The fast fashion retailer, owned by Associated British Foods, said sales fell 2.1% for the year to 15 September at stores open more than 12 months.
The decline compared with a 1% increase for the previous year.
As well as the cold snap at the start of this year and the summer heatwave, trading was also hit by an unusually warm autumn in Europe in 2017.
However, total Primark sales were up 5%, driven by opening 15 new stores in nine countries totalling another 900,000 sq ft of trading space.
In the UK, like-for-like sales rose 1.2% and the chain won a “significantly” bigger share of the clothing market, but sales in Europe slid 4.7%.
Primark is unusual in not selling online and uses its website to direct customers to one of its 360 stores.
ABF chief executive George Weston told the BBC it had no plans to change: “We don’t see the business need to go online… it’s too costly at our price points.”
Sophie Lund-Yates, a Hargreaves Lansdown analyst, said Primark “continues to open up new stores, which given the challenges other bricks and mortar retailers are facing looks a bold move – but it’s working”.
“Overall sales growth is continuing despite declining like-for-like sales, and a popular summer range means margins and profits continue to climb.”

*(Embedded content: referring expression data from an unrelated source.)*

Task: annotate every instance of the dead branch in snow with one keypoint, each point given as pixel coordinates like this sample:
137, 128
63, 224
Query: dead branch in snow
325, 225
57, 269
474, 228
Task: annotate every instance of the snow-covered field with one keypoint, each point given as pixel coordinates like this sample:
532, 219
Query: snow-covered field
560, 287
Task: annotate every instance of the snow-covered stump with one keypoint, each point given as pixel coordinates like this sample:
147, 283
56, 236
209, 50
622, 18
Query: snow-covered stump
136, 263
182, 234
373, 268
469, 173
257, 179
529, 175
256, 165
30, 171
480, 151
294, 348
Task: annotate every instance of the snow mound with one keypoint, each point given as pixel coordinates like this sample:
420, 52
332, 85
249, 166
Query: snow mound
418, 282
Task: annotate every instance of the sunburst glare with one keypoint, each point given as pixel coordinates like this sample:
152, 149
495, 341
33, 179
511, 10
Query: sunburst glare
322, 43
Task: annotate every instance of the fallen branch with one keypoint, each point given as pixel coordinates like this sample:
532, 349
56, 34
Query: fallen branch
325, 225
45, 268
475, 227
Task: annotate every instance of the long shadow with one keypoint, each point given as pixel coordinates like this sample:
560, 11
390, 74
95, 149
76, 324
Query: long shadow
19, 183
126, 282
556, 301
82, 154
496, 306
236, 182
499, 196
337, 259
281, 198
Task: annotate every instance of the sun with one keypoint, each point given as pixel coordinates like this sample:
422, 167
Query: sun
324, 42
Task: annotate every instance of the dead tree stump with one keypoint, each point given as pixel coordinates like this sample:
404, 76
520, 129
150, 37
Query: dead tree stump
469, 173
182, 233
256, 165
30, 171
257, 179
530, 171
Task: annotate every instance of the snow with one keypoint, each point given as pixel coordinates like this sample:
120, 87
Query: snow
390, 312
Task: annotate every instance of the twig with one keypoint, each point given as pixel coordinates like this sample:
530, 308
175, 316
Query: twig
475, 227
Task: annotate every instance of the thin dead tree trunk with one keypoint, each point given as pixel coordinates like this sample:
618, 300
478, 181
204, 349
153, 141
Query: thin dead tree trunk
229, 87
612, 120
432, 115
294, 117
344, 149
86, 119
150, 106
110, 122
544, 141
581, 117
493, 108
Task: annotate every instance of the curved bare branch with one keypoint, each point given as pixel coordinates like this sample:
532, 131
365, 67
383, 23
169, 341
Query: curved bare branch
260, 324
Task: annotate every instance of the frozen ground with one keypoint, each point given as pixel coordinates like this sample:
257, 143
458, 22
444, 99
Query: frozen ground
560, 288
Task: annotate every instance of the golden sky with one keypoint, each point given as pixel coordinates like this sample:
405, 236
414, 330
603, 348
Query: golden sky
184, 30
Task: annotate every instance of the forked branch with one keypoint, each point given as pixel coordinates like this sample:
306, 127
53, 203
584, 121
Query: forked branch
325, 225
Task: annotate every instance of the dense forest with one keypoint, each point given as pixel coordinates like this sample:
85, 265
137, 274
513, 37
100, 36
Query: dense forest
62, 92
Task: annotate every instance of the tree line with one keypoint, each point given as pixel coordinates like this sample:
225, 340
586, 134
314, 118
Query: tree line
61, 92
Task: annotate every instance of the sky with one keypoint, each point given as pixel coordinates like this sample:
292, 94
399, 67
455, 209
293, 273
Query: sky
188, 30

ABF’s retail operations accounted for just under half of its £15.6bn in revenues, which were up 1% from last year, with the remainder divided between its sugar, ingredients, grocery and agriculture divisions. Adjusted pre-tax profit rose 5% to £1.37bn.
Mr Weston said strong profits at Primark and the grocery, agriculture and ingredients businesses more than offset the decline in returns from sugar, which was caused mainly by low prices following EU rule changes.
Primark plans to open another one million sq ft of retail space in the next financial year, including a huge 160,000 sq ft store in Birmingham that will become its biggest outlet.
The city centre store had been due to open before Christmas, but that has been pushed back to the spring.
After its store in central Belfast was destroyed by fire in August, the retailer will open an outlet in Commonwealth House in the city and plans to restore the damaged Bank Buildings in the longer term.
The chain plans to open large new stores in Bordeaux, Brussels, Utrecht and Milton Keynes in 2019, along with its first in Solvenia – Primark’s 12th territory.
It is also aiming to enter more central and eastern European markets and has signed a lease in Warsaw for its first store in Poland.
The company now has nine stores in the US after opening in Brooklyn in July. That site has been trading “very strongly” and ABF said it was “very pleased with our US performance in the second half of this year”.
New stores will open in New Jersey next year and another in Florida in 2020, while more are planned.
Meanwhile, a barometer of UK retail spending found sales growth was almost flat in October.
The British Retail Consortium-KPMG retail sales monitor found like-for-like sales rose by just 0.1% compared with the same month last year.
Paul Martin, UK head of retail at KPMG, said: “Grocery sales – which have been a ray of light – actually showed signs of restraint. However, clothing sales were more promising, with the colder weather towards the end of the month prompting a wardrobe rethink.”